Task #45107
closedGet rid of loadTCA and simplify FE cache behavior
100%
Description
The frontend rendering aims to not load the full TCA including
columns settings to reduce rendering time for full cache pages.
This approach is ridiculous complex and using it is so hard to get
right for developers that even core patches in this area are
usually broken. The current situation is neither simple
nor transparent.
Currently, if no page cache entry exists during rendering, the whole
ext_tables.php are executed, the page is rendered and stuffed to
cache. While the full TCA is available at this point, it is reduced
to the 'ctrl' sections for the next run, without 'columns', and
stuffed to cache. On next access, the cache entry is used,
ext_tables.php and TCA is not fully loaded. This leads to all sort of
problems, if for example those pages contain USER_INT plugins that
rely on some TCA settings. Furthermore, it might happen, that
different plugins or the core then requires the ext_tables files more
than once, which leads to funny problems if some developer does not
know this and uses require_once instead of require inside
ext_tables.php. Issues like that are very hard to track down.
The current implementation relies on the methods TSFE->includeTCA(),
TSFE->getCompressedTCarray() and GeneralUtility->loadTCA(), where
especially includeTCA() with its parameter is so hard to understand
that it is impossible to use in a correct way without digging through
the content rendering for hours.
The patch obsoletes all three of the above methods. Instead, from now
on, the bootstrap in the frontend is configured to always load the
full TCA including columns sections, even in full cached context.
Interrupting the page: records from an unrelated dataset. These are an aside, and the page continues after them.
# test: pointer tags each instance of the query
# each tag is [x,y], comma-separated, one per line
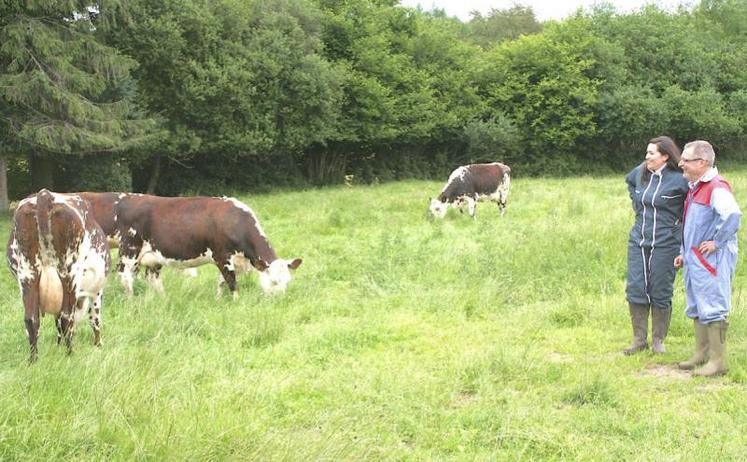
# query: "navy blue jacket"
[656,236]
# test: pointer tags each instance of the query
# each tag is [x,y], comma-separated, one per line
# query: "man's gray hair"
[702,149]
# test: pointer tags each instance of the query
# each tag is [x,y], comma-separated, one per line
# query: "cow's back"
[184,227]
[102,206]
[486,178]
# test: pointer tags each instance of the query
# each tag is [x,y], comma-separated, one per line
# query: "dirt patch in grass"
[665,371]
[555,357]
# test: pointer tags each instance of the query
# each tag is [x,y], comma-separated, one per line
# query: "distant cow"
[471,183]
[192,231]
[60,257]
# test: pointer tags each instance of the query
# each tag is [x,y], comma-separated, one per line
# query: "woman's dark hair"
[667,147]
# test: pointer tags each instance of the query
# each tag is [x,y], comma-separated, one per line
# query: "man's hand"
[707,247]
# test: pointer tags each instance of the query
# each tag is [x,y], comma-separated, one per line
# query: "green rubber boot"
[639,319]
[701,347]
[716,364]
The only exception are eID scripts, but the existing API to load
additional TCA in the eID controller is modified to also load all.
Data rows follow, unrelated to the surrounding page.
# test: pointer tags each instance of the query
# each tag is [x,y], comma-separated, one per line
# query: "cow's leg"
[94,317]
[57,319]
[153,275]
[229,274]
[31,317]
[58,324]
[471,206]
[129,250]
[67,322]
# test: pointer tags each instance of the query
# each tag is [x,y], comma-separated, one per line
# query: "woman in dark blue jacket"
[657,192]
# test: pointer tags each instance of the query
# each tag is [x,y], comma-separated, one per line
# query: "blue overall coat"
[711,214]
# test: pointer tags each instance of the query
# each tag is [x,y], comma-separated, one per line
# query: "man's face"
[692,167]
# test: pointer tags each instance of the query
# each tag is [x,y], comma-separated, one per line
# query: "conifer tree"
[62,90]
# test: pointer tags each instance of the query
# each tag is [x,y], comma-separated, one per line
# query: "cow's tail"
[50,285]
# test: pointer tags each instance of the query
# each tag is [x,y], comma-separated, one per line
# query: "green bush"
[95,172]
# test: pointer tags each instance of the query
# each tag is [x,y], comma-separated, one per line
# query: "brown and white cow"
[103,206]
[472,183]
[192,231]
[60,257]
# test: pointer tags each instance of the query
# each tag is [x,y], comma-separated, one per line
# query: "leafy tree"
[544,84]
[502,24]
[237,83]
On the downside, this patch costs around 30% of additional
performance for the rendering of full cached pages. As soon as there
is some USER_INT on a page, or if a page is not cached, the overhead
is around zero. So, this patch costs performance for 'simple' pages,
while it is of no effect for anything more complex.
The goal is to reduce developer headaches at this point and to
make the frontend rendering better predictable and more easy
to maintain. It is furthermore one step to implement a better
configuration handling in the long run.